Astronomers have recently performed photometric and spectroscopic observations of a recently discovered nova, known as AT 2023prq.
- Nova is any of a class of exploding stars whose luminosity temporarily increases from several thousand to as much as 100,000 times its normal level.
- A nova reaches maximum luminosity within hours after its outburst and may shine intensely for several days or occasionally for a few weeks, after which it slowly returns to its former level of luminosity.
- Stars that become novas are nearly always too faint before eruption to be seen with the unaided eye.
- Their sudden increase in luminosity, however, is sometimes great enough to make them readily visible in the nighttime sky.
- To observers, such objects may appear to be new stars; hence the name nova, from the Latin word for “new.”
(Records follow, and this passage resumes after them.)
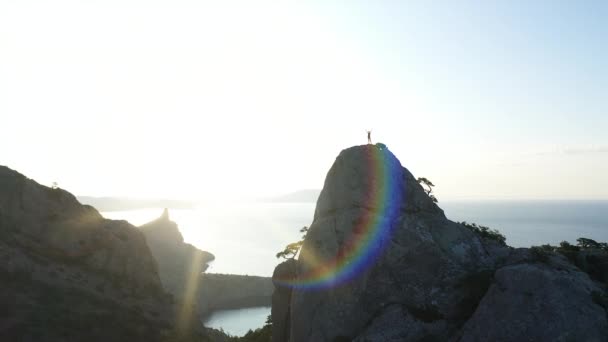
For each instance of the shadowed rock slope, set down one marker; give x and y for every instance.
(434, 280)
(181, 267)
(68, 274)
(180, 264)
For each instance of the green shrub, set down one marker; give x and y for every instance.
(486, 232)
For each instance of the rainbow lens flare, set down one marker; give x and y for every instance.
(371, 233)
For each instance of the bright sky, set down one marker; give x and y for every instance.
(197, 99)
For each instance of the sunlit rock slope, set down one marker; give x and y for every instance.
(381, 262)
(181, 267)
(68, 274)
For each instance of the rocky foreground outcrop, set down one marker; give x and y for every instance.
(181, 267)
(68, 274)
(404, 272)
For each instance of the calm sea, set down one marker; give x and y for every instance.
(245, 237)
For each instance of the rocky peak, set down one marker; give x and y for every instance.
(180, 264)
(163, 231)
(371, 177)
(381, 262)
(68, 274)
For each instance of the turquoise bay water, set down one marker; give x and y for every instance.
(245, 237)
(238, 322)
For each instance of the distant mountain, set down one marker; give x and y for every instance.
(68, 274)
(126, 203)
(181, 268)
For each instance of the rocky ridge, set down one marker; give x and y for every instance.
(435, 280)
(68, 274)
(181, 267)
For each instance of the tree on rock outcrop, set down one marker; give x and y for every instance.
(429, 190)
(292, 249)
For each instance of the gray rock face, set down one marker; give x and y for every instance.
(401, 270)
(181, 268)
(537, 302)
(68, 274)
(51, 223)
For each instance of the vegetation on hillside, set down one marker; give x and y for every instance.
(292, 249)
(485, 232)
(429, 187)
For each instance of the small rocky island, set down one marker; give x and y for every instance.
(381, 262)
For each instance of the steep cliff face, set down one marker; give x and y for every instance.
(180, 264)
(68, 274)
(181, 267)
(381, 262)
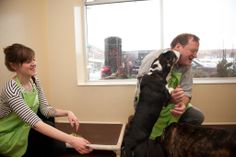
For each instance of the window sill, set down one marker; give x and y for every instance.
(119, 82)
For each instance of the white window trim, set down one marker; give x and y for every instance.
(81, 70)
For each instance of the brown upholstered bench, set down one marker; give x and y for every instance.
(102, 135)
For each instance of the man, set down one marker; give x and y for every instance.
(179, 108)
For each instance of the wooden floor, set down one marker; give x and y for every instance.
(98, 153)
(72, 153)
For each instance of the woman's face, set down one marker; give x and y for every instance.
(188, 52)
(27, 69)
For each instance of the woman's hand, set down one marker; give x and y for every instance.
(80, 145)
(73, 120)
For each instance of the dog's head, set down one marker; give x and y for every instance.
(162, 65)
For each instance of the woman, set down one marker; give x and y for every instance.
(20, 100)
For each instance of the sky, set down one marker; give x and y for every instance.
(139, 28)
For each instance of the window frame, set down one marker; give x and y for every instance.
(82, 43)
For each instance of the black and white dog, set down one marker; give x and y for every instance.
(185, 140)
(154, 94)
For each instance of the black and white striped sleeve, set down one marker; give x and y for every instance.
(12, 94)
(44, 107)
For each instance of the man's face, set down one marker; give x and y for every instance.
(188, 52)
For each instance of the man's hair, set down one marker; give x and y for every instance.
(17, 54)
(183, 39)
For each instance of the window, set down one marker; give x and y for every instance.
(120, 34)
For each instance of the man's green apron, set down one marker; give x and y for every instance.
(166, 118)
(13, 131)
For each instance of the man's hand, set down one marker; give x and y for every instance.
(177, 95)
(180, 100)
(178, 110)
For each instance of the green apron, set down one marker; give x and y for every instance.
(166, 118)
(13, 131)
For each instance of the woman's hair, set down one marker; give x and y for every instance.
(17, 54)
(183, 39)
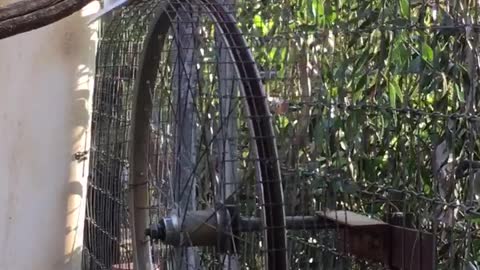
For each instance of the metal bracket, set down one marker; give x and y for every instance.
(377, 241)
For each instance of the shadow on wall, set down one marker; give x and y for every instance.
(80, 43)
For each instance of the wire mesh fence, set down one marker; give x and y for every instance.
(374, 110)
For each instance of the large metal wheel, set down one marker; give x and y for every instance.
(203, 154)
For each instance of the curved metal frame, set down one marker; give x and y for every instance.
(260, 123)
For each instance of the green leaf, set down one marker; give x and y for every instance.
(404, 8)
(427, 53)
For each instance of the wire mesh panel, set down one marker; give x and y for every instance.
(198, 154)
(375, 120)
(107, 237)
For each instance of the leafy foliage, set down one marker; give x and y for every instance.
(373, 88)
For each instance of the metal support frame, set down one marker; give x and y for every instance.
(366, 238)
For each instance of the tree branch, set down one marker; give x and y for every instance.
(28, 15)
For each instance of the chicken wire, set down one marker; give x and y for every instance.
(375, 111)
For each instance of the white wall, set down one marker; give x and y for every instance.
(45, 99)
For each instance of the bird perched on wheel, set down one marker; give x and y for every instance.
(109, 6)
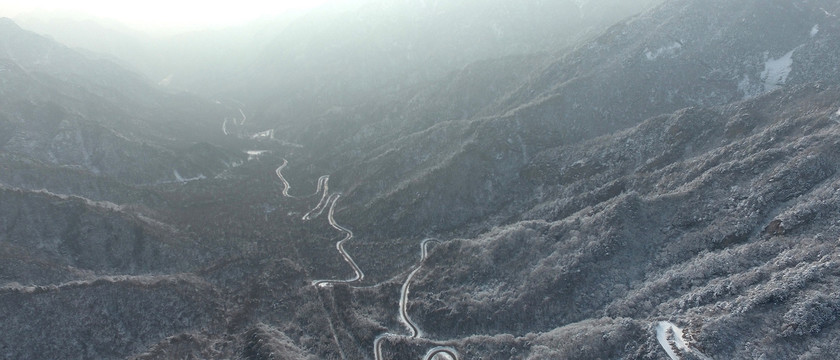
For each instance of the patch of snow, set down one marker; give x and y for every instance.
(581, 3)
(669, 51)
(670, 337)
(182, 179)
(268, 134)
(776, 71)
(255, 154)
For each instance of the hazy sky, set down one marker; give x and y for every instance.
(163, 13)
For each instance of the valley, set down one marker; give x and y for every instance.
(430, 180)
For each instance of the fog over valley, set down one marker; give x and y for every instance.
(420, 179)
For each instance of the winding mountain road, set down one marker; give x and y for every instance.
(323, 184)
(329, 201)
(359, 275)
(412, 327)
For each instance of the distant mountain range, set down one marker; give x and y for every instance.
(435, 180)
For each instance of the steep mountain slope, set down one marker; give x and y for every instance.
(372, 49)
(667, 190)
(710, 217)
(59, 108)
(605, 85)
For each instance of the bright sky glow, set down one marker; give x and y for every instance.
(164, 13)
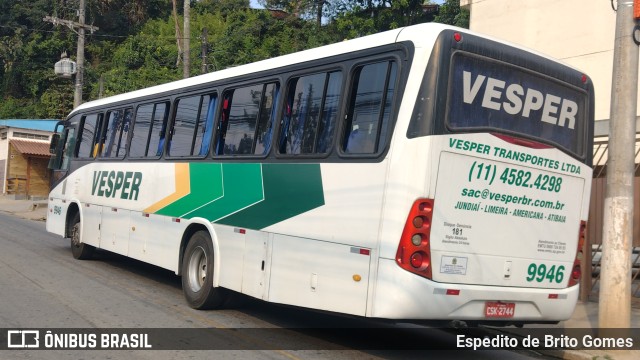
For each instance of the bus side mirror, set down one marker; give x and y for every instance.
(54, 143)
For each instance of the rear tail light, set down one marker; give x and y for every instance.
(576, 271)
(414, 250)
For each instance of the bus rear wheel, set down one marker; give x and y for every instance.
(80, 250)
(197, 274)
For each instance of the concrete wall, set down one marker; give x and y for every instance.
(578, 32)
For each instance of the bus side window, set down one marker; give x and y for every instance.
(89, 135)
(159, 129)
(150, 118)
(185, 137)
(310, 114)
(115, 135)
(246, 120)
(207, 126)
(69, 146)
(369, 110)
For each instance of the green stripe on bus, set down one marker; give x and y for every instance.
(206, 185)
(241, 186)
(289, 189)
(249, 195)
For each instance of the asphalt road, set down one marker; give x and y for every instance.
(42, 286)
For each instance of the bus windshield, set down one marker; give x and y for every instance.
(487, 94)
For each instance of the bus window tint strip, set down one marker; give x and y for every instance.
(370, 108)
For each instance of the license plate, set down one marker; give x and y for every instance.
(495, 309)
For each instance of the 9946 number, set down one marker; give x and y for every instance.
(540, 273)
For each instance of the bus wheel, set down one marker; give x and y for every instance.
(197, 274)
(80, 250)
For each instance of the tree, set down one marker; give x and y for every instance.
(452, 14)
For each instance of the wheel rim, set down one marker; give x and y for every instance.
(197, 269)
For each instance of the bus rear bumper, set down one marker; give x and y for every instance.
(403, 295)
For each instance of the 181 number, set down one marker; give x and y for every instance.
(540, 273)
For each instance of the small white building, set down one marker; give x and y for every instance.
(24, 157)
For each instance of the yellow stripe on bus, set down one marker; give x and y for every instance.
(183, 187)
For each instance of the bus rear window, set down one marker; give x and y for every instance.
(490, 95)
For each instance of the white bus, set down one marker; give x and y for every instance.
(421, 173)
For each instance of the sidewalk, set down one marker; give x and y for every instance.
(585, 315)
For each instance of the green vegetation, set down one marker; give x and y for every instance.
(136, 45)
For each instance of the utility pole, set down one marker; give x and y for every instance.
(186, 60)
(81, 26)
(203, 49)
(615, 287)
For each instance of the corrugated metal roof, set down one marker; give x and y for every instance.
(31, 147)
(43, 125)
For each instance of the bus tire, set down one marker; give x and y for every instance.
(80, 250)
(197, 274)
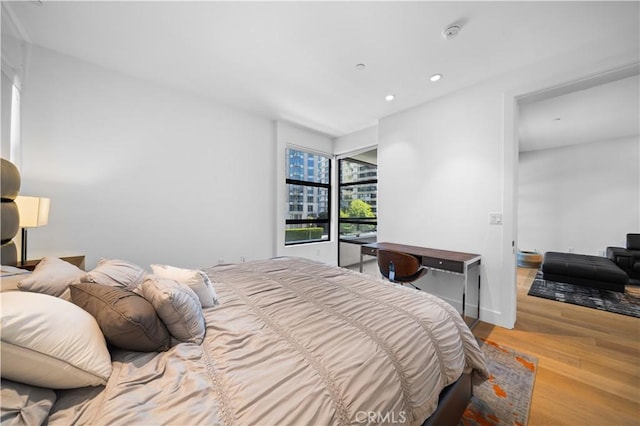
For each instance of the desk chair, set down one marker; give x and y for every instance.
(400, 267)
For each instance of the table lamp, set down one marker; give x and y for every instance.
(34, 212)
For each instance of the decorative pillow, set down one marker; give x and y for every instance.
(117, 273)
(177, 306)
(52, 276)
(198, 281)
(51, 343)
(127, 320)
(22, 404)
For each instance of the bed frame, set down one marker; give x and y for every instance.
(452, 402)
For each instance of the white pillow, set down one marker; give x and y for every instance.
(51, 343)
(177, 306)
(52, 276)
(198, 281)
(117, 273)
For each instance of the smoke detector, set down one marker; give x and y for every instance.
(451, 32)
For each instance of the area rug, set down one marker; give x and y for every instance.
(505, 398)
(627, 303)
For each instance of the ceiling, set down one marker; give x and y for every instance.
(603, 112)
(296, 61)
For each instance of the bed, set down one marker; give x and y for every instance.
(291, 341)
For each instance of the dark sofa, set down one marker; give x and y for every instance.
(585, 270)
(628, 259)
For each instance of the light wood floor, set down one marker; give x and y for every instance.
(588, 360)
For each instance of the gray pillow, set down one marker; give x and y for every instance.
(22, 404)
(177, 306)
(127, 320)
(117, 273)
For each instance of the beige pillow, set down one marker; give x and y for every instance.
(52, 276)
(51, 343)
(177, 306)
(198, 281)
(126, 319)
(22, 404)
(117, 273)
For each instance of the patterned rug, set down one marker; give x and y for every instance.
(505, 398)
(627, 303)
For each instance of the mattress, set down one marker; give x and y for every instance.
(292, 341)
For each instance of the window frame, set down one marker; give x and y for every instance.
(307, 184)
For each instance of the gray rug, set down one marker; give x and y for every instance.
(626, 303)
(505, 398)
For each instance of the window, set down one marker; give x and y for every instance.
(309, 203)
(358, 199)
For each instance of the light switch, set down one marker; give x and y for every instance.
(495, 218)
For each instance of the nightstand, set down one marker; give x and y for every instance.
(30, 265)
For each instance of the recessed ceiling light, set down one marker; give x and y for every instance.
(451, 32)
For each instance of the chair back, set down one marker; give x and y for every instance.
(399, 267)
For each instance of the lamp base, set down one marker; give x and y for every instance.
(23, 247)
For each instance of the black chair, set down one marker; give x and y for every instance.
(400, 267)
(628, 259)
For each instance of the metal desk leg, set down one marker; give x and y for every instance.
(464, 292)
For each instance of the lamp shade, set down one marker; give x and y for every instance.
(34, 211)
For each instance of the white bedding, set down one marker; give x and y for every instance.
(292, 342)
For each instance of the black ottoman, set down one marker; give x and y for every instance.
(581, 269)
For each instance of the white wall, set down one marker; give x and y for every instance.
(579, 198)
(291, 135)
(439, 180)
(356, 141)
(143, 173)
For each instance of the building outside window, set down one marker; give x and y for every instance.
(358, 199)
(309, 202)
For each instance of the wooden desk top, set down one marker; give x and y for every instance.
(454, 256)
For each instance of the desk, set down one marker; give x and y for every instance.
(30, 265)
(443, 260)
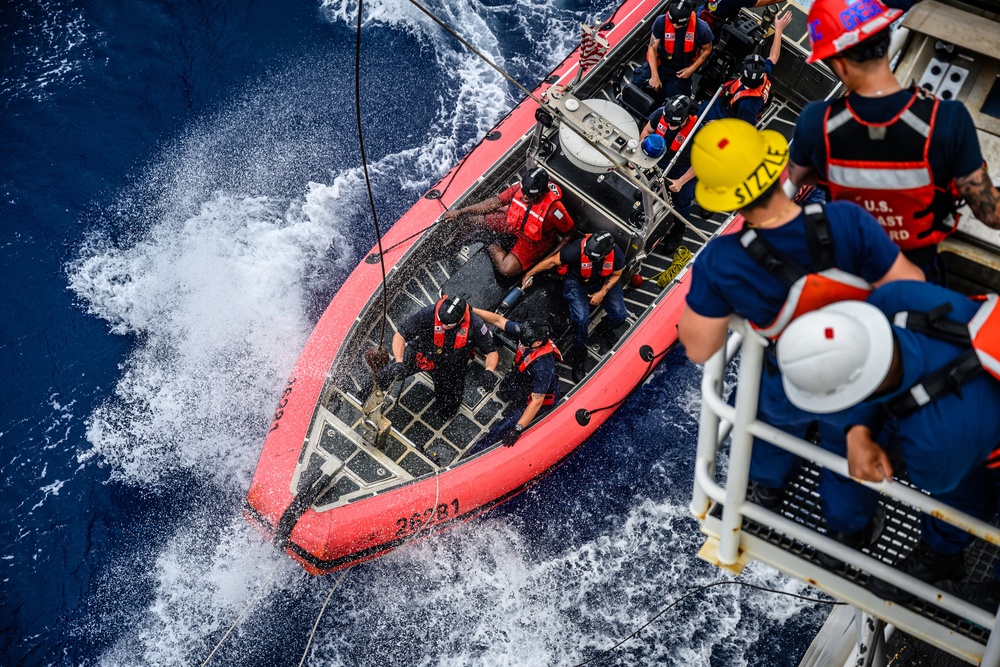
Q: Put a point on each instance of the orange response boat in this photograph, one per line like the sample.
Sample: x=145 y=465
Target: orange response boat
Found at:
x=345 y=477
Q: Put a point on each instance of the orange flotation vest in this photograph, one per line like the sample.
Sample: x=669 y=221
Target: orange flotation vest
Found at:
x=529 y=221
x=461 y=337
x=524 y=358
x=587 y=266
x=807 y=291
x=981 y=335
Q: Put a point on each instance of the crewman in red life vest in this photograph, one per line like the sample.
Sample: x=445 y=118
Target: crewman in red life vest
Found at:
x=591 y=270
x=531 y=387
x=901 y=153
x=679 y=44
x=439 y=340
x=785 y=261
x=675 y=121
x=530 y=212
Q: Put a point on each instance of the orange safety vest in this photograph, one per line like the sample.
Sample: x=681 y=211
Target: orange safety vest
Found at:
x=461 y=337
x=662 y=128
x=529 y=222
x=670 y=37
x=981 y=335
x=884 y=168
x=734 y=91
x=587 y=266
x=807 y=291
x=524 y=358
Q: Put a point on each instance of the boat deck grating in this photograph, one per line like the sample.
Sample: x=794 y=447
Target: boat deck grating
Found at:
x=897 y=540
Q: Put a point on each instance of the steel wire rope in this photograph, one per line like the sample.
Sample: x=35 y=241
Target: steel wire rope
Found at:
x=568 y=122
x=322 y=609
x=364 y=165
x=239 y=617
x=694 y=591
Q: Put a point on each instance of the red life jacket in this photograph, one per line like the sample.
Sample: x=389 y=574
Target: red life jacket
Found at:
x=670 y=40
x=890 y=176
x=981 y=335
x=529 y=222
x=461 y=337
x=587 y=266
x=734 y=91
x=662 y=128
x=807 y=291
x=524 y=358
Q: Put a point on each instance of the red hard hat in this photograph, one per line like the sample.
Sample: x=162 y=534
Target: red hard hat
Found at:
x=837 y=25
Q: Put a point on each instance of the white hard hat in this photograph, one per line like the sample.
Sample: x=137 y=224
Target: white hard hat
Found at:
x=835 y=357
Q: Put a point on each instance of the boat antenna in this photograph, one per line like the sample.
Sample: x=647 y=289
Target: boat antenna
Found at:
x=568 y=121
x=364 y=164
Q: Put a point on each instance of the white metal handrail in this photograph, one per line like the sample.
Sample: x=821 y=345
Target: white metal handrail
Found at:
x=717 y=417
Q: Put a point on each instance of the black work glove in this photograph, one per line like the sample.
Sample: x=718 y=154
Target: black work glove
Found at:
x=511 y=436
x=489 y=380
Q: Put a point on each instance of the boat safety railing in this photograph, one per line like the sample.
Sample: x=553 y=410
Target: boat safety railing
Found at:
x=731 y=546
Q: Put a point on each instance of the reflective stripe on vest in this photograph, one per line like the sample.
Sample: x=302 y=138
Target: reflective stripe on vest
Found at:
x=981 y=335
x=807 y=291
x=662 y=128
x=530 y=222
x=884 y=168
x=461 y=338
x=670 y=36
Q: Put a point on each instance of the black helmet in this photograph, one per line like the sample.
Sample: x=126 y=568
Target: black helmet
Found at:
x=754 y=70
x=452 y=310
x=535 y=181
x=599 y=245
x=677 y=109
x=679 y=12
x=531 y=332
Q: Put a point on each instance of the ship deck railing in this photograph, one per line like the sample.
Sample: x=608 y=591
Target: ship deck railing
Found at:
x=739 y=530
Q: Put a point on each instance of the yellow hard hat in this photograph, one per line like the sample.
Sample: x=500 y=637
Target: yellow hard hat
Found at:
x=735 y=163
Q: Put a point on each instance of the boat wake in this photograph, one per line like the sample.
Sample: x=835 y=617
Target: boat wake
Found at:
x=214 y=263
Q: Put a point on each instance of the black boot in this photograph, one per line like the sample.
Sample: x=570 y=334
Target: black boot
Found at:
x=577 y=360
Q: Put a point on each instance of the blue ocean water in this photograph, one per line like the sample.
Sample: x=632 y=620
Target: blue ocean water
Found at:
x=182 y=194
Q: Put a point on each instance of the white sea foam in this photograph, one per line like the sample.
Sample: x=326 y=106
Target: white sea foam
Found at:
x=56 y=42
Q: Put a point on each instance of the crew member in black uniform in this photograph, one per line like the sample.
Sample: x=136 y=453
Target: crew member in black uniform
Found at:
x=591 y=270
x=532 y=385
x=440 y=339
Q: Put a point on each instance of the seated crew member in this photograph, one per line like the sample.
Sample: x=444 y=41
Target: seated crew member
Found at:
x=440 y=339
x=717 y=12
x=740 y=168
x=591 y=271
x=677 y=48
x=849 y=353
x=531 y=211
x=532 y=385
x=746 y=96
x=901 y=153
x=674 y=121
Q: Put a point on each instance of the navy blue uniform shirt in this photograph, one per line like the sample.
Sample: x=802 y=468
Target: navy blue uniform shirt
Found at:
x=726 y=280
x=954 y=150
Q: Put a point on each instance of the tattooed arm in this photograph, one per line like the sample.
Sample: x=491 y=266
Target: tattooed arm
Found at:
x=982 y=196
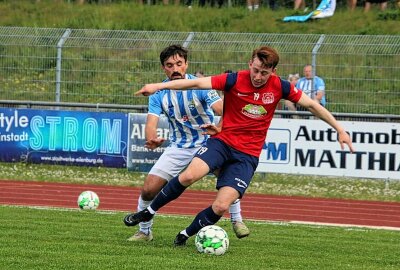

- Studying novae is crucial to advancing our knowledge about fundamental astrophysical processes, including stellar evolution.
- How do Novas occur?
- Commonly, novas start as white dwarf stars that are part of a binary star system.
- Binary stars are two stars that are close together in the distance and revolve around each other.
- The white dwarf is small and dense, and it is essentially the insides of a star that lost its outer layers. These are older stars that have lost their shine and fuel.
- The white dwarf is most likely paired with a red giant.
- The white dwarf begins to pull on its companion, the red giant, with gravitational forces.
- The white dwarf takes fuel and matter, especially hydrogen, from its companion and pulls it towards itself. The matter is quickly hurled towards the surface of the white dwarf.
- Layers of material from the red giant gather on the surface of the white dwarf. As the layers are created, the material begins to grow hotter.
- When the layers become compressed and hot enough, the material begins to combust and explodes through thermonuclear reactions.
- The hydrogen material begins to react specifically with helium. The explosion of the materials causes the white dwarf to suddenly become bright as it throws off some of the material.
Q1) What is a Red Giant?
Red giants are stars going through their death stages. It has slowly swollen up to many times its original size. Once a star becomes a red giant, it might stay that way for up to a billion years. Then the star will slowly contract and cool to become a white dwarf. The opposite of red giants, white dwarfs are Earth-sized, ultra-dense corpses of stars radiating a tiny fraction of their original energy. Eventually, after billions of years, these stars will become totally cold and radiate no energy. They’ll end their lives as a so-called black dwarf: a tiny, burned-out, virtually-invisible cinder.